"Sehingga pada akhirnya eksportir pun dengan pertimbangan itu, dia akan lebih memiih untuk menempatkan dananya di perbankan nasional," imbuh Josua.
Sebelumnya, Gubernur BI, Perry Warjiyo mengatakan, kebijakan ini dilakukan dengan memberikan imbal hasil yang kompetitif dibandingkan dengan yang diterima eksportir jika menaruh devisa hasil ekspornya di luar negeri.
Tentunya instrumen kebijakan moneter ini akan dilakukan berdasarkan mekanisme pasar yang transparan disertai dengan pemberian insentif kepada bank.
"Sebagian besar devisa hasil ekspor SDA (sumber daya alam) telah masuk di dalam negeri, masalahnya bagaimana ini bisa di dalam negeri lebih lama. Karena itu, kami menerbitkan instrumen operasi moneter valas yang baru," ujarnya.

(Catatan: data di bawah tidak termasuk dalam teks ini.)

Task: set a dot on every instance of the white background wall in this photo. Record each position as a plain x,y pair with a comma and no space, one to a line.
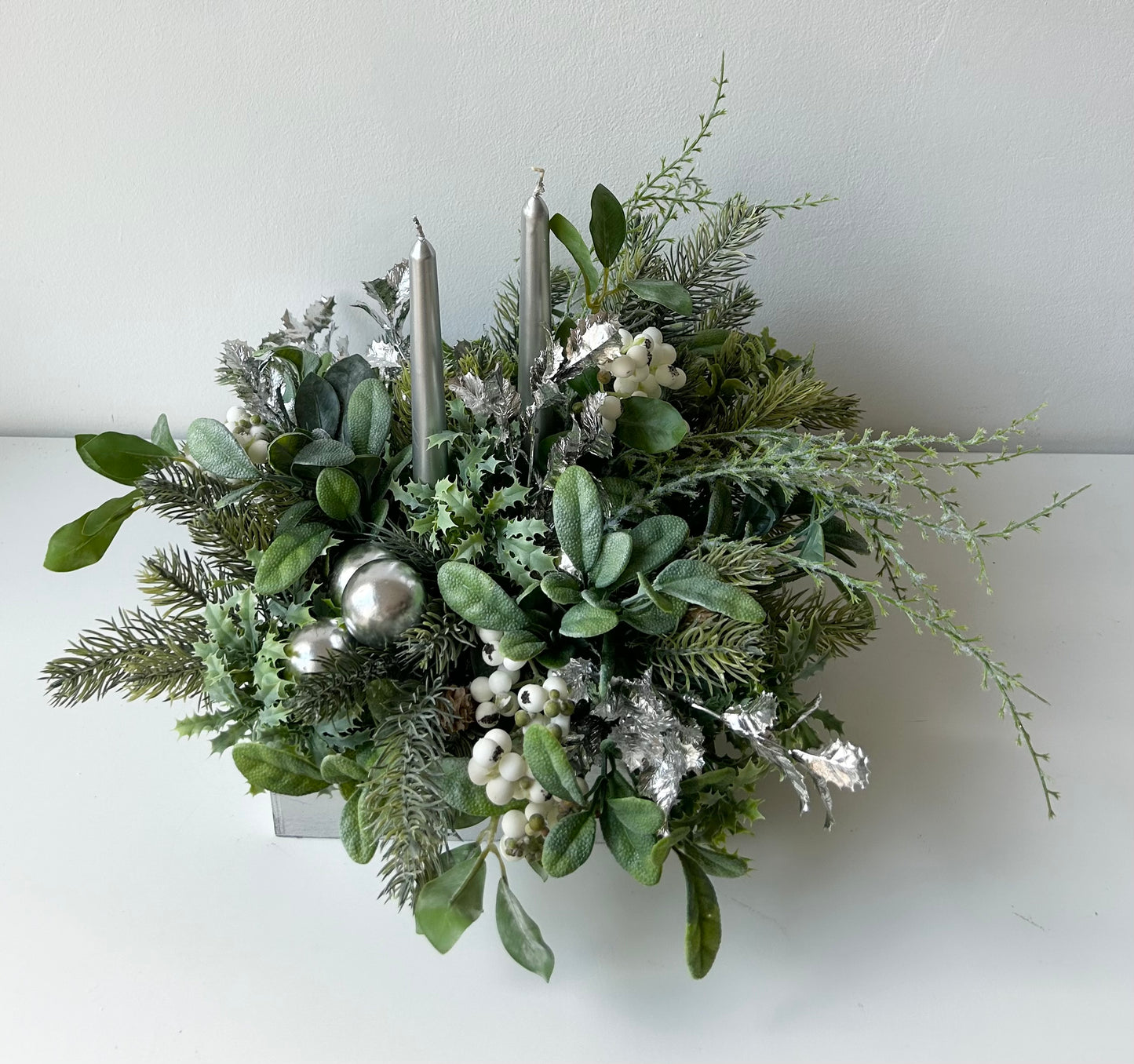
173,175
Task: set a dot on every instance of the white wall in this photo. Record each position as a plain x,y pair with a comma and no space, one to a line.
173,175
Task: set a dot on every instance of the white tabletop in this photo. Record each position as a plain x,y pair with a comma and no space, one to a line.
149,913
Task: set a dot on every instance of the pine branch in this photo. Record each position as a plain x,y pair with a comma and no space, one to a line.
143,654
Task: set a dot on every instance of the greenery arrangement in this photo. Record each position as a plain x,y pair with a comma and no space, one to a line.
598,621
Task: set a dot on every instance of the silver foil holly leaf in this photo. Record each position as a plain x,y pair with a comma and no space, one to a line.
652,740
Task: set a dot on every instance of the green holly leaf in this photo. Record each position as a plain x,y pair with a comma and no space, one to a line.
520,934
448,905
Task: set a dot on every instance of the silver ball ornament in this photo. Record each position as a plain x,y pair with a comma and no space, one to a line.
381,600
349,563
310,647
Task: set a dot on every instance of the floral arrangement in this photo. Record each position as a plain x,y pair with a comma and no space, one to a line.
594,616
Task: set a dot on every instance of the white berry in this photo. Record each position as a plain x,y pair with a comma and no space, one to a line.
532,698
481,689
499,791
512,824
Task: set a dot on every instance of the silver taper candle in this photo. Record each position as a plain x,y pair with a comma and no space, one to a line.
427,364
534,287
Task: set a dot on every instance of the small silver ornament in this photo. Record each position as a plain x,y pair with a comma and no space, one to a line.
381,600
349,563
310,647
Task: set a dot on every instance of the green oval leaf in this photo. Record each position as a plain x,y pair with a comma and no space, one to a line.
520,935
269,768
357,840
578,512
650,425
120,456
655,541
698,583
447,905
702,919
616,552
571,239
290,556
369,417
216,450
338,494
608,224
667,294
561,588
323,453
549,765
568,843
585,621
316,405
479,598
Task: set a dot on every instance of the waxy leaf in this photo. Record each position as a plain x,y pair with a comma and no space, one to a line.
520,935
216,450
338,494
608,224
290,556
447,905
269,768
568,843
367,420
702,919
578,511
650,425
667,294
479,598
549,765
316,405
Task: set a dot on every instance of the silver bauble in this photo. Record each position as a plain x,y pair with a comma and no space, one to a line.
310,647
381,600
349,563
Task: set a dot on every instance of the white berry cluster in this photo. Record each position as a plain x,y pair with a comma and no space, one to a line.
250,432
644,366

Dia menjelaskan, melalui instrumen operasi moneter valas yang baru ini, perbankan dapat meneruskan simpanan dari devisa hasil ekspor para eksportir ke BI dengan mekanisme pasar dan imbal hasil yang menarik.
“Misalnya untuk tenor 1 bulan, rata rata suku bunga di luar negeri 3,7 persen, supaya menarik investor daripada simpan di luar negeri, simpan saja di Indonesia karena tetap mendapatkan (imbal hasil) 3,7 persen,” jelasnya.
Perry menambahkan, BI akan melakukan lelang dengan menawarkan term deposit valas (TDV), di mana pemenang lelang akan mendapatkan imbal hasil sekitar 3,75-4 persen. Namun, besaran imbal hasil ini tergantung bidding dari perbankan, sehingga perbankan bisa mendapatkan spread dari para eksportir.
"(Imbal hasil) dari BI tergantung pemenang lelangnya 3,75-4 persen yang akan dapatkan spread," kata Perry.